Reputation: 479
Is there a way to do a merge in pandas limiting the columns you want to see?
What I have:
df1
ID Col1 Col2 Col3 Col4
1 1 1 1 D
2 A C C 4
3 B B B d
4 X 2 3 6
df2
ID ColA ColB ColC ColD
1 1 1 1 D
2 A C X 4
3 B B Y d
What I want:
df_final
ID ColA ColB ColC ColD
1 NA NA NA NA
2 A C X 4
3 B B Y d
4 NA NA NA NA
I want to do a left join on two dataframes (keeping all IDs from df1) but I only want to keep the columns from df2. I also only want values if Col3 from df1 is either C or B.

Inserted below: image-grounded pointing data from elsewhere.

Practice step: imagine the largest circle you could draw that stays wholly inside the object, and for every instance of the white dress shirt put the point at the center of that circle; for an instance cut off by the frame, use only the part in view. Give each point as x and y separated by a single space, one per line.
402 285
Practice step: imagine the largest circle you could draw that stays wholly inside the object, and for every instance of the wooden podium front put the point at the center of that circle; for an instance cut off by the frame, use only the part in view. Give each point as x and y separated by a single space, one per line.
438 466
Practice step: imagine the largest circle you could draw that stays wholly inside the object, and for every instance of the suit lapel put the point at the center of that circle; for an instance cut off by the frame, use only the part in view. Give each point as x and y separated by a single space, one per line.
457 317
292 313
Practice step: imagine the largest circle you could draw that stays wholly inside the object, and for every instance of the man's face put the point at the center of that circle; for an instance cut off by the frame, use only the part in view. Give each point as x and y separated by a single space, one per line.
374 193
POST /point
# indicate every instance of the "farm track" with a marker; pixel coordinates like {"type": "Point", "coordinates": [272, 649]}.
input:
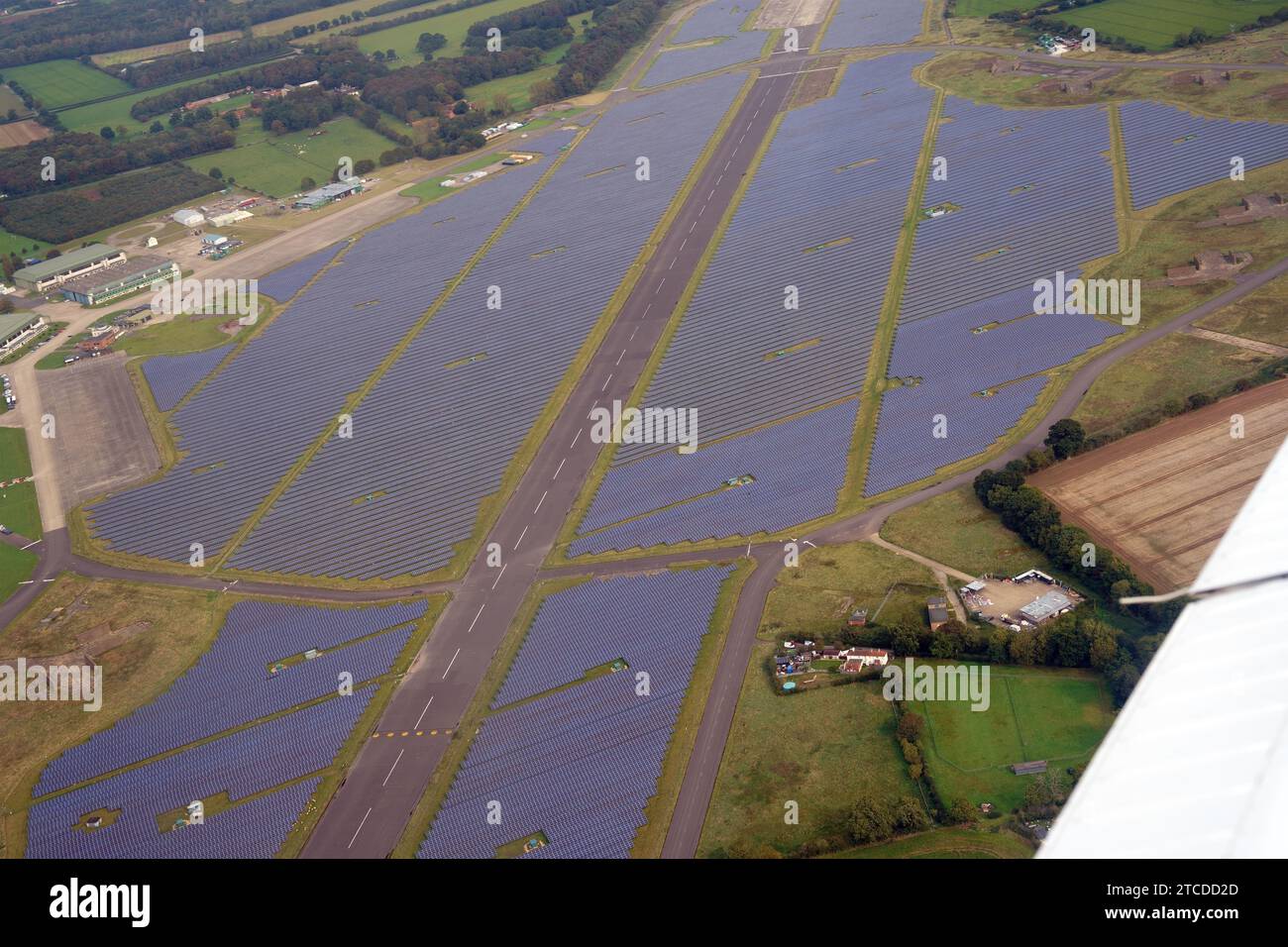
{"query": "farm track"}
{"type": "Point", "coordinates": [370, 809]}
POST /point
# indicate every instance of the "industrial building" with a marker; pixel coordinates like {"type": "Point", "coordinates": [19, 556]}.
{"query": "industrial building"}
{"type": "Point", "coordinates": [18, 329]}
{"type": "Point", "coordinates": [69, 265]}
{"type": "Point", "coordinates": [327, 193]}
{"type": "Point", "coordinates": [119, 279]}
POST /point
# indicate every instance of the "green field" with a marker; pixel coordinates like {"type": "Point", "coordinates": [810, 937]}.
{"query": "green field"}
{"type": "Point", "coordinates": [983, 8]}
{"type": "Point", "coordinates": [59, 82]}
{"type": "Point", "coordinates": [1257, 316]}
{"type": "Point", "coordinates": [1034, 714]}
{"type": "Point", "coordinates": [24, 247]}
{"type": "Point", "coordinates": [819, 749]}
{"type": "Point", "coordinates": [402, 39]}
{"type": "Point", "coordinates": [116, 112]}
{"type": "Point", "coordinates": [18, 508]}
{"type": "Point", "coordinates": [1170, 368]}
{"type": "Point", "coordinates": [945, 843]}
{"type": "Point", "coordinates": [275, 165]}
{"type": "Point", "coordinates": [832, 581]}
{"type": "Point", "coordinates": [1154, 24]}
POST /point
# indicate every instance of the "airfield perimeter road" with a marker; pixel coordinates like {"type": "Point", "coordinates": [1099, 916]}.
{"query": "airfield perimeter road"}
{"type": "Point", "coordinates": [368, 814]}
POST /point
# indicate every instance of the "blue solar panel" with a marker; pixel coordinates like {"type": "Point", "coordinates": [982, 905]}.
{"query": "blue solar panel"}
{"type": "Point", "coordinates": [799, 467]}
{"type": "Point", "coordinates": [580, 764]}
{"type": "Point", "coordinates": [232, 684]}
{"type": "Point", "coordinates": [872, 24]}
{"type": "Point", "coordinates": [172, 376]}
{"type": "Point", "coordinates": [438, 431]}
{"type": "Point", "coordinates": [240, 764]}
{"type": "Point", "coordinates": [1170, 150]}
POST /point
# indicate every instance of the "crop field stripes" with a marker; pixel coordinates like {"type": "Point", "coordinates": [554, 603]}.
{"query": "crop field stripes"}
{"type": "Point", "coordinates": [1170, 150]}
{"type": "Point", "coordinates": [574, 758]}
{"type": "Point", "coordinates": [310, 343]}
{"type": "Point", "coordinates": [469, 425]}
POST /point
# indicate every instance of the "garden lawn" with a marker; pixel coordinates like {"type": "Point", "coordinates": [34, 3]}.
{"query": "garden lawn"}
{"type": "Point", "coordinates": [1034, 714]}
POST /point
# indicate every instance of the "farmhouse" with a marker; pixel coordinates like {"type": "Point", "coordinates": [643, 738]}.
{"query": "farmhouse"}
{"type": "Point", "coordinates": [936, 608]}
{"type": "Point", "coordinates": [69, 265]}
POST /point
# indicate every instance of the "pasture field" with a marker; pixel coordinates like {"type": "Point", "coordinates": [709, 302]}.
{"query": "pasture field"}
{"type": "Point", "coordinates": [1034, 714]}
{"type": "Point", "coordinates": [58, 82]}
{"type": "Point", "coordinates": [9, 99]}
{"type": "Point", "coordinates": [952, 841]}
{"type": "Point", "coordinates": [275, 165]}
{"type": "Point", "coordinates": [179, 626]}
{"type": "Point", "coordinates": [832, 581]}
{"type": "Point", "coordinates": [1163, 497]}
{"type": "Point", "coordinates": [21, 245]}
{"type": "Point", "coordinates": [402, 39]}
{"type": "Point", "coordinates": [1258, 316]}
{"type": "Point", "coordinates": [116, 112]}
{"type": "Point", "coordinates": [820, 749]}
{"type": "Point", "coordinates": [956, 528]}
{"type": "Point", "coordinates": [1173, 368]}
{"type": "Point", "coordinates": [1154, 24]}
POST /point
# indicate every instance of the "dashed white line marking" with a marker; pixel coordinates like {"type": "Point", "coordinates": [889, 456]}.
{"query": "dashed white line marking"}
{"type": "Point", "coordinates": [360, 827]}
{"type": "Point", "coordinates": [459, 651]}
{"type": "Point", "coordinates": [467, 631]}
{"type": "Point", "coordinates": [426, 705]}
{"type": "Point", "coordinates": [393, 767]}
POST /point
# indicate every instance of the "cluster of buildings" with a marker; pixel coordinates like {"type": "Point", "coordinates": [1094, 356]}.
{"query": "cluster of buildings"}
{"type": "Point", "coordinates": [95, 273]}
{"type": "Point", "coordinates": [798, 657]}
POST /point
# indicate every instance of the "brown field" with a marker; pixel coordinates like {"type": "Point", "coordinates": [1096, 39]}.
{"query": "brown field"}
{"type": "Point", "coordinates": [16, 133]}
{"type": "Point", "coordinates": [1163, 497]}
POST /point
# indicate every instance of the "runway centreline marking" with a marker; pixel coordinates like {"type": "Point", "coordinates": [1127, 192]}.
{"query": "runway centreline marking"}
{"type": "Point", "coordinates": [455, 656]}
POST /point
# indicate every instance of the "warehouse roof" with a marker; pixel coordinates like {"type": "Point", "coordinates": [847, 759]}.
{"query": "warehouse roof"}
{"type": "Point", "coordinates": [68, 261]}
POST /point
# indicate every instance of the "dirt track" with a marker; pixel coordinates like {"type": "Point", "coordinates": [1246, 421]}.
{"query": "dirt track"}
{"type": "Point", "coordinates": [1162, 499]}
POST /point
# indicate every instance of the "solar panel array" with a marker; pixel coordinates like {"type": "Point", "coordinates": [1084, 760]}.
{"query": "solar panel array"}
{"type": "Point", "coordinates": [1170, 150]}
{"type": "Point", "coordinates": [243, 432]}
{"type": "Point", "coordinates": [231, 684]}
{"type": "Point", "coordinates": [284, 282]}
{"type": "Point", "coordinates": [673, 64]}
{"type": "Point", "coordinates": [799, 467]}
{"type": "Point", "coordinates": [600, 621]}
{"type": "Point", "coordinates": [172, 376]}
{"type": "Point", "coordinates": [240, 764]}
{"type": "Point", "coordinates": [954, 364]}
{"type": "Point", "coordinates": [437, 433]}
{"type": "Point", "coordinates": [713, 18]}
{"type": "Point", "coordinates": [872, 22]}
{"type": "Point", "coordinates": [836, 170]}
{"type": "Point", "coordinates": [580, 764]}
{"type": "Point", "coordinates": [1035, 193]}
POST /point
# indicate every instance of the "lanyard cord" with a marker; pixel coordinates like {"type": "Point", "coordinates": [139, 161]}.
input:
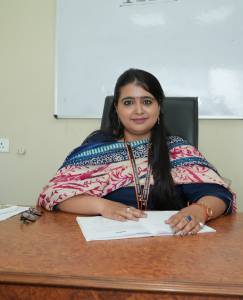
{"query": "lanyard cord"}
{"type": "Point", "coordinates": [141, 194]}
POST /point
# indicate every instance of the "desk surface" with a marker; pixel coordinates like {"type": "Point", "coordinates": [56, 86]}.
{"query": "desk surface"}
{"type": "Point", "coordinates": [52, 253]}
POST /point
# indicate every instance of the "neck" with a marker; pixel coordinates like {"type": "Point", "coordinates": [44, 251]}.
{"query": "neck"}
{"type": "Point", "coordinates": [130, 137]}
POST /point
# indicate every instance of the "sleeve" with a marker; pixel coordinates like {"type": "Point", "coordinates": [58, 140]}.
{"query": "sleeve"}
{"type": "Point", "coordinates": [194, 191]}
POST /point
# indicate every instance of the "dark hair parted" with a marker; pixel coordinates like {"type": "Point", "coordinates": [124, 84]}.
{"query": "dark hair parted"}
{"type": "Point", "coordinates": [162, 193]}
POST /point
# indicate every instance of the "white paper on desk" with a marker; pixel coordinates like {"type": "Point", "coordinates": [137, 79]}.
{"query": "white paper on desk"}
{"type": "Point", "coordinates": [100, 228]}
{"type": "Point", "coordinates": [11, 211]}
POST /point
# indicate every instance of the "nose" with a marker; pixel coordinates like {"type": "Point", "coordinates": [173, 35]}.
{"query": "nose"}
{"type": "Point", "coordinates": [139, 108]}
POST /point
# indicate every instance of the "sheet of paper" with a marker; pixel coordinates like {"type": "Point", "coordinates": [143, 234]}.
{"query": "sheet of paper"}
{"type": "Point", "coordinates": [100, 228]}
{"type": "Point", "coordinates": [11, 211]}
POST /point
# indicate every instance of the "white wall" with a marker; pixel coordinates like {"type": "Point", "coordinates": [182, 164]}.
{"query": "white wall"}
{"type": "Point", "coordinates": [27, 40]}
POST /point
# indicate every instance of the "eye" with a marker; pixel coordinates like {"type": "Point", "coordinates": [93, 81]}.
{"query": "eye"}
{"type": "Point", "coordinates": [127, 102]}
{"type": "Point", "coordinates": [147, 101]}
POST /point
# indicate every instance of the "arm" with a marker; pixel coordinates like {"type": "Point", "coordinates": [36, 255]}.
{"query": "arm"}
{"type": "Point", "coordinates": [91, 205]}
{"type": "Point", "coordinates": [208, 201]}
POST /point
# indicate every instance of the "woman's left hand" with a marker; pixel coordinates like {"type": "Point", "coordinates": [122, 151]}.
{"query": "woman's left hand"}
{"type": "Point", "coordinates": [188, 220]}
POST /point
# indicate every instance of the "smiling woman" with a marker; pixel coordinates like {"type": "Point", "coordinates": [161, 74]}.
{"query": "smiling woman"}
{"type": "Point", "coordinates": [138, 111]}
{"type": "Point", "coordinates": [136, 165]}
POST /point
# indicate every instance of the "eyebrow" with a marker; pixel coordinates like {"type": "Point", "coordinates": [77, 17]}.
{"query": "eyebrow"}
{"type": "Point", "coordinates": [142, 98]}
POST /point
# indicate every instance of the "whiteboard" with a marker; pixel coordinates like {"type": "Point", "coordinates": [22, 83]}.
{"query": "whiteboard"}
{"type": "Point", "coordinates": [194, 48]}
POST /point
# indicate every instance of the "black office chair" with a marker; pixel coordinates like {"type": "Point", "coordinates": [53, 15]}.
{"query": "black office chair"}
{"type": "Point", "coordinates": [181, 117]}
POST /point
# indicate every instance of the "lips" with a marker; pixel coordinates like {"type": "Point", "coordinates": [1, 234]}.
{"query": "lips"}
{"type": "Point", "coordinates": [139, 121]}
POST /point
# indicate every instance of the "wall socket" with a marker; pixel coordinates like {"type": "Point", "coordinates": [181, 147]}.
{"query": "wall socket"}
{"type": "Point", "coordinates": [4, 145]}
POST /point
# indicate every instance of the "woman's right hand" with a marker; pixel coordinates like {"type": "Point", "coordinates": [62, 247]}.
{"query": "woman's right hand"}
{"type": "Point", "coordinates": [120, 212]}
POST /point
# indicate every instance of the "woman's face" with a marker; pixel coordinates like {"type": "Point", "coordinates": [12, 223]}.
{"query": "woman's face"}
{"type": "Point", "coordinates": [138, 111]}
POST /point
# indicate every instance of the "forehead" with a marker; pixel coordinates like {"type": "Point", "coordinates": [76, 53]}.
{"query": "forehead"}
{"type": "Point", "coordinates": [133, 90]}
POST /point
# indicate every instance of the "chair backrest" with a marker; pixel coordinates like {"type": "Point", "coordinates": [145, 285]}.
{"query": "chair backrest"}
{"type": "Point", "coordinates": [181, 117]}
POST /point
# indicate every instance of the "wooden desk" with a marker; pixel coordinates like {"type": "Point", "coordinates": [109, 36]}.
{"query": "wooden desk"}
{"type": "Point", "coordinates": [50, 259]}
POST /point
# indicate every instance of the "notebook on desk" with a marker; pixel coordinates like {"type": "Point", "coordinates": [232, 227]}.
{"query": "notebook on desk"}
{"type": "Point", "coordinates": [100, 228]}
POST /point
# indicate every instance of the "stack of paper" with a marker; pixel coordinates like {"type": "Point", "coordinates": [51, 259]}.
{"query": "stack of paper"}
{"type": "Point", "coordinates": [11, 211]}
{"type": "Point", "coordinates": [100, 228]}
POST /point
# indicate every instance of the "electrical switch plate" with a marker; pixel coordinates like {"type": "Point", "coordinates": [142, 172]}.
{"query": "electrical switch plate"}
{"type": "Point", "coordinates": [4, 145]}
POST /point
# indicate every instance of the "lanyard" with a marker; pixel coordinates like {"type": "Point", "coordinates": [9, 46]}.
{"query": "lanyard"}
{"type": "Point", "coordinates": [141, 194]}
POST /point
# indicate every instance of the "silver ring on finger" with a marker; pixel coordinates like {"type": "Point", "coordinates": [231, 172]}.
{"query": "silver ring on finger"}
{"type": "Point", "coordinates": [201, 225]}
{"type": "Point", "coordinates": [128, 209]}
{"type": "Point", "coordinates": [188, 218]}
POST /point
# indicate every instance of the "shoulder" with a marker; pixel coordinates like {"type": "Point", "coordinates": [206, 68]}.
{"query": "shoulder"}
{"type": "Point", "coordinates": [176, 141]}
{"type": "Point", "coordinates": [98, 136]}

The following works but the resulting df includes all columns from both dfs. I can add a third line to only see the columns I want but this is a simple example. In reality I have much larger datasets and its difficult to manually input all the column names I want to keep.
df=pd.merge(df1,df2,how='left',on='ID')
df_final=df[df['Col3'].isin['C','B']]
Equivalent SQL would be
create table df_final as
select b.*
from df1 a
left join df2 b
on a.ID=b.ID
where a.Col3 in ('C','B')
Upvotes: 3
Views: 5990
Reputation: 370
This should do the trick
df=pd.merge(df1[df1.Col3.isin(['C','B'])][['ID']], df2, how='left', on='ID')
Upvotes: 0
Reputation: 402263
Mask df1
with your isin
condition before the merge
:
df1.where(df1.Col3.isin(['C', 'B']))[['ID']].merge(df2, how='left', on='ID')
Or,
df1.mask(~df1.Col3.isin(['C', 'B']))[['ID']].merge(df2, how='left', on='ID')
ID ColA ColB ColC ColD
0 NaN NaN NaN NaN NaN
1 2 A C X 4
2 3 B B Y d
3 NaN NaN NaN NaN NaN
Upvotes: 3